Rodrigo Perez Oliveira, professor de Teoria da História na Universidade Federal da Bahia
Primeiro, a notícia veio na coluna de Mônica Bergamo, na Folha de São Paulo, ainda em meados de novembro. Parte da militância petista tentou matar o mensageiro.
“Fakenews”. “A grande imprensa quer tumultuar a candidatura”.
O jantar do dia 20 de dezembro foi a confirmação: a chapa Lula/Alckmin é, sim, possibilidade real.
Alckmin se desligou do PSDB em 15 de dezembro em carta protocolar, encerrando uma relação partidária que contava longos 33 anos. A desfiliação foi o último ato de uma batalha perdida dentro do próprio partido. Alckmin foi derrotado, apunhalado, por João Dória, até então seu afilhado político.

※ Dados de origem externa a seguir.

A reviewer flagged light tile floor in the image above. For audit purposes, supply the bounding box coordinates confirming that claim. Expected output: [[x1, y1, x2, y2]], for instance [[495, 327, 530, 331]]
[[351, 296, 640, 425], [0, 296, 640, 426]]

Em aproximadamente cinco anos, Alckmin, Serra, FHC e outras lideranças tradicionais do PSDB foram derrotadas por João Dória. O partido foi se tornando linha auxiliar do bolsonarismo, de uma extrema-direita violenta e protofascista.
Quem não lembra da chapa Bolso-Doria em 2018?
No Congresso Nacional, o PSDB se tornou um dos principais aliados de Bolsonaro.
Sim, Alckmin saiu do PSDB, mas não deixou de ser tucano. Sempre será tucano. Sempre pertencerá ao PSDB que governou o país na década de 1990, que governou São Paulo por 20 anos.
O PSDB que nasceu em 1988, a partir de uma dissidência de esquerda do PMDB.
Fernando Henrique Cardoso, José Serra, Mário Covas, Sérgio Motta, Franco Montoro. Todos tucanos históricos. Todos participaram do processo político que conduziu a transição da ditadura para a democracia, junto com petistas históricos como Lula, Erundina, Suplicy, Olívio Dutra.
PT e PSDB estiveram juntos na fundação da Nova República. Foram os arquitetos da democracia brasileira. A aliança ensaiada (talvez anunciada) no jantar de 20 de dezembro nem é novidade tão grande.
Mesmo depois da vexatória derrota de 2018, Alckmin ainda tem capital eleitoral para justificar seu ingresso na chapa que, segundo todas as pesquisas, é a favorita? Será mesmo que o eleitor antipetista do interior de São Paulo votaria em Lula só por causa de Alckmin?
Essas são questões para serem resolvidas pelos estrategistas do PT.
Não acho que Lula precise de Alckmin para vencer as eleições. Pelo contrário, pois Alckmin seria elemento de tensão na chapa, como demonstram os protestos de parte da militância petista e de quadros importantes do partido, como Rui Falcão.
Por que, então, estão cogitando a aliança?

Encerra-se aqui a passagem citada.